Several community members say the school's administration never gave any warning that it was in danger of closing, and have expressed anger that they weren't given the chance to try to help keep the 115-year-old Catholic school alive.

"The alumni, parents, and students were never informed or given any inclination that the school was in trouble," said Cabrini alum Yaharia Alonzo, class of 1994. "We are all just very confused and upset."

Cabrini sophomore Aaliyah Balcacer said officials broke the news to students during an assembly Tuesday.

"I thought it was going to be about the school dance," said Balcacer, 15. "Teachers were crying."

The school blamed declining enrollment figures for the shutdown in a letter published on Cabrini's website Tuesday. School spokesman Paul Snatchko painted a grim picture Wednesday, noting that the school needed an average of 100 students in each grade to be viable. Instead, the school's sophomore and junior classes have 75 students each, with the current freshman class sitting at just 50 students. The small class sizes would leave the school in a large operating deficit for the next several years.

"You need a critical mass of students in order to be a successful operation and for the next several years we did not have those numbers," Snatchko said.

Though school officials insist that the decision to close is final, the school's alumni aren't giving up the fight. A Facebook group dedicated to saving the school picked up more than 2,000 members Tuesday, and alumni are planning to gather signatures and are discussing holding a rally to save what they say is an integral part of Northern Manhattan.

"Cabrini is everything to me," Alonzo said. "It's a part of who I am. My happiest and my best years of my life happened at Cabrini."

"It's my second home," Balcacer said. "I really don't want to leave Cabrini."

The school's alumni base is also arguing that they should have been informed of Cabrini's dire straits, and that they could have done something to help.

"I'm sure if they sent a letter out asking for donations to keep the school going for a few months or a year, we could do that," said Alonzo, 38. "But nothing was sent out; nothing was said."

Though the school is not operated by the Archdiocese of New York, that organization posted a letter on its website expressing sadness at Cabrini's closure.

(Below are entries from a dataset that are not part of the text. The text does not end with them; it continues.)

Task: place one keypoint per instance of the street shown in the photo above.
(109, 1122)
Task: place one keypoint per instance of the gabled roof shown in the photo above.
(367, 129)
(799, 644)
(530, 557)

The Archdiocese has offered to help students transition to a new school. 

That offer won't be enough for Balcacer's mother, Arlene Fernandez, who said she and her daughter turned down two full scholarships at other city Catholic schools to accept a scholarship from Cabrini.

When Fernandez asked Cabrini about transferring the scholarship to alternate schools, she was told it might not happen.

"They don't know if her scholarships are still valid," said Fernandez of her daughter's situation. "They can't give me an answer. "If I had known the school was in trouble I would have gone to another school to begin with."

Students aren't the only ones left looking for answers. The Uptown Community Church has rented space for weekly meetings in Cabrini for more than five years, and church pastor Reyn Cabinte is unsure where they will go in June.

"I got about 15 emails from people yesterday," said Cabinte, who has written an open letter expressing sadness at Cabrini's closing. "Closing wasn't anything that we expected."

"We're just sad," Cabinte added. "They've always been great to us."